Die Weigerung der Europäischen Union, mehr Flüchtlinge aufzunehmen, bezeichnete Steiger "als Trauerspiel". Hier zerbreche die europäische Solidarität und könnte das europäische Haus zum Einsturz bringen. "Solidarität ist keine Einbahnstraße", sagte der Christdemokrat. Kanzlerin Angela Merkel müsse ihre ganze Autorität einsetzen, um die EU-Partnerländer zum Einlenken zu bewegen. Zur Frage, ob die Politik Merkels zu viele Flüchtlinge ins Land gelockt hätte, wollte sich Steiger nicht äußern.

"Es geht nicht um Schuldzuweisungen an einzelne Personen. Politik muss sich selbst auch korrigieren, wenn zu früh falsche Weichen gestellt wurden. Wir müssen diese große Herausforderung gemeinsam lösen. Ob das am Ende klappt, weiß ich allerdings nicht. Es wird noch viele Krisenrunden dazu geben müssen. Die Flüchtlingsströme nach Europa dürfen auf keinen Fall weiter vor allem in unser Land gezogen werden. So schaffen wir das angesichts der schon vor der Krise in einigen Parallelgesellschaften misslungenen Integration nicht mehr. Jetzt muss für die langfristigen Weichenstellungen ein Integrationsrat beim Kanzleramt gebildet werden. Wie zur Agenda 2010 müssen in einem solchen Arbeitsgremium konkrete Reformvorschläge ohne Tabuisierungen politische Handlungsempfehlungen formuliert werden", sagte Wolfgang Steiger.

In der Frage der Neuverschuldung dürfe Finanzminister Wolfgang Schäuble (CDU) trotz der zusätzlichen Milliardenausgaben das Ziel der "schwarzen Null" nicht aufgeben. "Es darf im Zusammenhang mit den Ausgaben für Flüchtlinge weder Steuererhöhungen noch neue Schulden geben, sonst marschieren wir auf Kosten der nächsten Generation weiter in den Schuldenstaat", sagte Steiger. Stattdessen müsste bei staatlichen Ausgaben in allen Bereichen gespart werden. Da gebe es noch erhebliche Spielräume.

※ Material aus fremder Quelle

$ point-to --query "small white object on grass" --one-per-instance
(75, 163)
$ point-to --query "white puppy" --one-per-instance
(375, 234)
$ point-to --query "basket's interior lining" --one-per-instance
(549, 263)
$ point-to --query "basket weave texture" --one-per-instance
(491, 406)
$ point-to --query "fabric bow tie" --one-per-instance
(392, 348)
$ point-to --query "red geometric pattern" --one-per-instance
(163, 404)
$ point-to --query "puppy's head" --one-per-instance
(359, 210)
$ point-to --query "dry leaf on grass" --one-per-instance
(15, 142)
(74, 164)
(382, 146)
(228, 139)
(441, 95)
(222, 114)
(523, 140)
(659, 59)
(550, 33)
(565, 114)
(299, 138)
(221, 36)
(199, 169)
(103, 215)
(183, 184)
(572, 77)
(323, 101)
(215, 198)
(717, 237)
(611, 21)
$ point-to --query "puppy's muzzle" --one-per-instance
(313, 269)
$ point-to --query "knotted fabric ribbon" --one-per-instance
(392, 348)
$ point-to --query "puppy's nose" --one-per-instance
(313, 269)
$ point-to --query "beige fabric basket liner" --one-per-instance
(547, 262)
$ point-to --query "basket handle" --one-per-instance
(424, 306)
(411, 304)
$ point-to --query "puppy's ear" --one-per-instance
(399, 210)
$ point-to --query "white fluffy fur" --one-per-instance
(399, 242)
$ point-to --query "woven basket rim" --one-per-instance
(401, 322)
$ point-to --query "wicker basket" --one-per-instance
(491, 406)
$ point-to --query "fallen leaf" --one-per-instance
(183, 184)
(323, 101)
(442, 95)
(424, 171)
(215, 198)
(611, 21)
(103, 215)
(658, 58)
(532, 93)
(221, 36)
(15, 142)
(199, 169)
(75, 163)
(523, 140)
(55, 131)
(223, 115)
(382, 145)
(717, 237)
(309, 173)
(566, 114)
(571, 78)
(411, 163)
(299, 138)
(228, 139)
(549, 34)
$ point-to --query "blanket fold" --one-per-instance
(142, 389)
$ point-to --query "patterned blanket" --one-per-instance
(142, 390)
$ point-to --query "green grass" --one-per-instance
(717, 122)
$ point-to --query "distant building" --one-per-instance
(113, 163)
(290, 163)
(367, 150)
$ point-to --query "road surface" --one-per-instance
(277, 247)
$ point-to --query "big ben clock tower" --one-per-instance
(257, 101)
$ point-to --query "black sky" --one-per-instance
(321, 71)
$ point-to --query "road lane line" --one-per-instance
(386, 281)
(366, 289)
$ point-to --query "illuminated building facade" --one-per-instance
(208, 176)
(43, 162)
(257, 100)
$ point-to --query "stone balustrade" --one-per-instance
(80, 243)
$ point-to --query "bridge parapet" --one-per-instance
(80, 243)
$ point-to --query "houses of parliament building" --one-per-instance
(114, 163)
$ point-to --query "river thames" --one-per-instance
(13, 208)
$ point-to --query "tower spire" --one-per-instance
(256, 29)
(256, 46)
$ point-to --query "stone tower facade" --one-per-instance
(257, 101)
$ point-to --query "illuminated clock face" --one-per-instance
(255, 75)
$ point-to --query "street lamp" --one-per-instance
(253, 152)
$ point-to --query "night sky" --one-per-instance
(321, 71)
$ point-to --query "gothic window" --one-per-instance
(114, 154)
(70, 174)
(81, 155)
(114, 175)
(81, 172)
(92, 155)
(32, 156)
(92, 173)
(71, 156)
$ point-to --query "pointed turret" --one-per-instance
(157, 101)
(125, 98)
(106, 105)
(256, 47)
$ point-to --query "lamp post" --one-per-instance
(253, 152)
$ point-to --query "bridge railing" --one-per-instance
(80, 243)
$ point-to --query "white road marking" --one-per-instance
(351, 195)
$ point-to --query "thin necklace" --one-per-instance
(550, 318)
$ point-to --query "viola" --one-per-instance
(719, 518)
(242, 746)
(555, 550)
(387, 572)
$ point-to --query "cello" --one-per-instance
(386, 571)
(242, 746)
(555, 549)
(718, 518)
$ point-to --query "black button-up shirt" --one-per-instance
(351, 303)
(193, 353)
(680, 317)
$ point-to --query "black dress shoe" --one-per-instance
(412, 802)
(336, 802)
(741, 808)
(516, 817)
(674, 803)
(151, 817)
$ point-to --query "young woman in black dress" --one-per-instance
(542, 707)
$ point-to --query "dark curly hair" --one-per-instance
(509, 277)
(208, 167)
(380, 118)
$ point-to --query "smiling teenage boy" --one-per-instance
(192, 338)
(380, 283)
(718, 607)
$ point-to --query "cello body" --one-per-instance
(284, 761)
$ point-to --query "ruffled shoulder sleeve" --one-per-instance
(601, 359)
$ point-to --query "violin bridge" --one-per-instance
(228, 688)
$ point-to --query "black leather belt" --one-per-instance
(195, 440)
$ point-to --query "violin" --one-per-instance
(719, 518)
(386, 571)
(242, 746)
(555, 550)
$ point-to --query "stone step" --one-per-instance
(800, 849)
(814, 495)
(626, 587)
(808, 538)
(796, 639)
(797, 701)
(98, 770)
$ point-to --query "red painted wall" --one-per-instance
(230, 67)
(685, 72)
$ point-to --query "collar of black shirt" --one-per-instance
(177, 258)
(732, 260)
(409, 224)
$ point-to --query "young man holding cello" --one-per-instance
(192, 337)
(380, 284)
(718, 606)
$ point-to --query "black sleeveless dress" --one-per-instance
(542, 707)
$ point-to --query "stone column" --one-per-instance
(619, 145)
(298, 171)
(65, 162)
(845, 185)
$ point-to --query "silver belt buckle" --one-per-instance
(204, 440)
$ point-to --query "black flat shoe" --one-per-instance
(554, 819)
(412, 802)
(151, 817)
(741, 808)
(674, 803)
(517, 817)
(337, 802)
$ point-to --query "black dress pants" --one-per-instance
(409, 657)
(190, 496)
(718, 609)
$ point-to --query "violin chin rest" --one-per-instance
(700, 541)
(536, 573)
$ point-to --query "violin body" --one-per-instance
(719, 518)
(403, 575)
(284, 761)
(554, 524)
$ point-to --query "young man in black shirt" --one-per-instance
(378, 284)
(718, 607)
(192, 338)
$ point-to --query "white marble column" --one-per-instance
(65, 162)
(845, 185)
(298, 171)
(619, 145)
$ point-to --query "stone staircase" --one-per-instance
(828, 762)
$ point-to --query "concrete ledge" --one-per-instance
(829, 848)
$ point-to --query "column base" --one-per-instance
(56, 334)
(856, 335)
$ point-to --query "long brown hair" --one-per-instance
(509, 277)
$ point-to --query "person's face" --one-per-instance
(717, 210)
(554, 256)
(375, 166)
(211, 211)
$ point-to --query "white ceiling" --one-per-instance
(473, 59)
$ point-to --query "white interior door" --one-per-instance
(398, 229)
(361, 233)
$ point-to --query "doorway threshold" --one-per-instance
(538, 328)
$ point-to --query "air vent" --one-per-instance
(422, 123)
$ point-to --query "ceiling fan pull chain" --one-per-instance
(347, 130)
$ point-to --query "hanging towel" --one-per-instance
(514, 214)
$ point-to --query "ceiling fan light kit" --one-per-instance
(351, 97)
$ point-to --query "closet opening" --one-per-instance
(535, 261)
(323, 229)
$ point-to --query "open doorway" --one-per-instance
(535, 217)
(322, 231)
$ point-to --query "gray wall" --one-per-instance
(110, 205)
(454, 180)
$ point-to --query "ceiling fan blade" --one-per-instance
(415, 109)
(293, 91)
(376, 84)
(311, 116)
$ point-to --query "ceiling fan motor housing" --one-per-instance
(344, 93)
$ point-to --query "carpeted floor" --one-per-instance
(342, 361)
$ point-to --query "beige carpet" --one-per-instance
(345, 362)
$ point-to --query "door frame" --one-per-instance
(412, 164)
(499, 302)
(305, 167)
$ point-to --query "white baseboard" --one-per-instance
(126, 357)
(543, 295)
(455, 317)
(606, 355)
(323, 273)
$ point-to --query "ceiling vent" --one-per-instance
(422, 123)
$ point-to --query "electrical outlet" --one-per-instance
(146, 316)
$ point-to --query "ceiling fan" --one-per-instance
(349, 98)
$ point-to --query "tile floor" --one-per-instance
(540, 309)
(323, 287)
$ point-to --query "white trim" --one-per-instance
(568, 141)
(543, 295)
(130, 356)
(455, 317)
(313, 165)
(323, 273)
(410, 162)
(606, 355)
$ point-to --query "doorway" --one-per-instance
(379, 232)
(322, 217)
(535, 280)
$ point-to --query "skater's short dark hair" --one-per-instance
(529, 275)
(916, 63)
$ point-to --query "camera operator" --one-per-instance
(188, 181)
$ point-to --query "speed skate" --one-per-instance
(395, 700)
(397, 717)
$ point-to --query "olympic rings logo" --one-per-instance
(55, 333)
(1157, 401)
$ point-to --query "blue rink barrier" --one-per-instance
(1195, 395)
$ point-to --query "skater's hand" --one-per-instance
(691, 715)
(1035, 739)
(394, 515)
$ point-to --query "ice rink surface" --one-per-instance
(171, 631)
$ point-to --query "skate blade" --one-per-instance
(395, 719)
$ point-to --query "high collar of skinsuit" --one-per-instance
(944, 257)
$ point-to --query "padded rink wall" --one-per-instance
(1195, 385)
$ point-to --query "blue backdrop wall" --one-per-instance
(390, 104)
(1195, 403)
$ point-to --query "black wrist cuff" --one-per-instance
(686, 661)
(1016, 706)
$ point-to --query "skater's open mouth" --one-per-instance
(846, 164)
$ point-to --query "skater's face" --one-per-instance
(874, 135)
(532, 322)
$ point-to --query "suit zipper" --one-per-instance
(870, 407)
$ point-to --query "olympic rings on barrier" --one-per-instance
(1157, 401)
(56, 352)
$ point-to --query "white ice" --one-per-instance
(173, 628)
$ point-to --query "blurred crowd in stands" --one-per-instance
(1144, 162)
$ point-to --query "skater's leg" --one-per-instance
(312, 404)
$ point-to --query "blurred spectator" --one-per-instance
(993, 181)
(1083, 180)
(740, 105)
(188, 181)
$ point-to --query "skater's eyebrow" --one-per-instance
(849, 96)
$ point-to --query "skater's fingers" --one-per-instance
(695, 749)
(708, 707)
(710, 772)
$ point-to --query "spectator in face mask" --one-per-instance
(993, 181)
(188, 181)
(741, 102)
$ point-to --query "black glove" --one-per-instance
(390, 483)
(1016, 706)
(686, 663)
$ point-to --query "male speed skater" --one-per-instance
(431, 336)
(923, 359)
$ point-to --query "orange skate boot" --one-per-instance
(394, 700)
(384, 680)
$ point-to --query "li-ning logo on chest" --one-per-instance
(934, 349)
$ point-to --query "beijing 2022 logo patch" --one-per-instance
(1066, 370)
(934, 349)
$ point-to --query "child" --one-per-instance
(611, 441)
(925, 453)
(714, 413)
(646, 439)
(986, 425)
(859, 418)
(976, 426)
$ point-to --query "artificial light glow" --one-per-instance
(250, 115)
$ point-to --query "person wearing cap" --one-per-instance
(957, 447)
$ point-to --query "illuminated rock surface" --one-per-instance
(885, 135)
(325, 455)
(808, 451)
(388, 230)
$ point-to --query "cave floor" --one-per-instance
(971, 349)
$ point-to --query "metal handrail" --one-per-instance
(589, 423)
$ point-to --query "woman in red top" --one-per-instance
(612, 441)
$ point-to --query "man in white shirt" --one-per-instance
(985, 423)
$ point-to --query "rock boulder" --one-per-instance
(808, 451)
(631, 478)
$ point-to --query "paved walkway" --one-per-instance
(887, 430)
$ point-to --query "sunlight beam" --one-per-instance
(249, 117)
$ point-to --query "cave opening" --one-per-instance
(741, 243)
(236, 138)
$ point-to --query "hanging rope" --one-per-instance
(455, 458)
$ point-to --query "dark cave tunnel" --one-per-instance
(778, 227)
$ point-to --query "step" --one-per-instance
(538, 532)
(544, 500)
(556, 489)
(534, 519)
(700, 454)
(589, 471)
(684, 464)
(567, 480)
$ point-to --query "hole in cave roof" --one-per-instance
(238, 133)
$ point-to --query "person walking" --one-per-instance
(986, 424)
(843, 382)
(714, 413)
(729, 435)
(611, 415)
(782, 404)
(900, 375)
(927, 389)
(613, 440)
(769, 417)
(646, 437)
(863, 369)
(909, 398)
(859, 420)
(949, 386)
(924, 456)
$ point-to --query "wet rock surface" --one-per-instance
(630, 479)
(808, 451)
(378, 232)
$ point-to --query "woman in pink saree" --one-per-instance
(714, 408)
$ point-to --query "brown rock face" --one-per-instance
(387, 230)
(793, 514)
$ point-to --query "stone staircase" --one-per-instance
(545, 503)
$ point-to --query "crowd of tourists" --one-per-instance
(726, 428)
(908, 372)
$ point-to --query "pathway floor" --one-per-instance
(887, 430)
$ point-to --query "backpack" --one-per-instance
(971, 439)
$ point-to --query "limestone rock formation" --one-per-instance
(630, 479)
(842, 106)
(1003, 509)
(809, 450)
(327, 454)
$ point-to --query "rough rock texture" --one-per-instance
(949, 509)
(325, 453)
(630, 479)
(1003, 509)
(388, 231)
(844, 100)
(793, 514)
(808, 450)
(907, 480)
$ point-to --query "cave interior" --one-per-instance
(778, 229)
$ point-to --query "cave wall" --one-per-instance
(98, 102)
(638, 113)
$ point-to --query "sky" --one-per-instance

"Das Rentenpaket hätte nicht verabschiedet werden dürfen. Es handelt sich dabei um reine Geschenke." Nach dem im vergangenen Jahr von der großen Koalition verabschiedeten Paket bekommen Frauen, deren Kinder vor 1992 zur Welt kamen, Kindererziehungszeiten in der Rente besser honoriert. Zudem können Beschäftigte mit 63 Jahren, wenn sie 45 Jahre in die Rentenkasse eingezahlt haben, abschlagsfrei in den Ruhestand gehen.

"Es ist völlig kontraproduktiv gewesen, Hunderttausende von Fachkräften vorzeitig in Rente zu schicken. Wir müssen mit der Flexi-Rente einen Anreiz schaffen, freiwillig länger zu arbeiten. Dafür sollen die Arbeitgeberanteile zur Renten- und Arbeitslosenversicherung als Bonus auf das Einkommen der Arbeitnehmer obendrauf ausgezahlt werden. Den Arbeitgebern soll hier ausdrücklich nichts geschenkt werden. Eine ehrliche Aussage wäre auch, dass wir das Renteneintrittsalter mit der höheren Lebenserwartung in der Zukunft eher auf 70 Jahre erhöhen müssen", sagte Steiger dazu.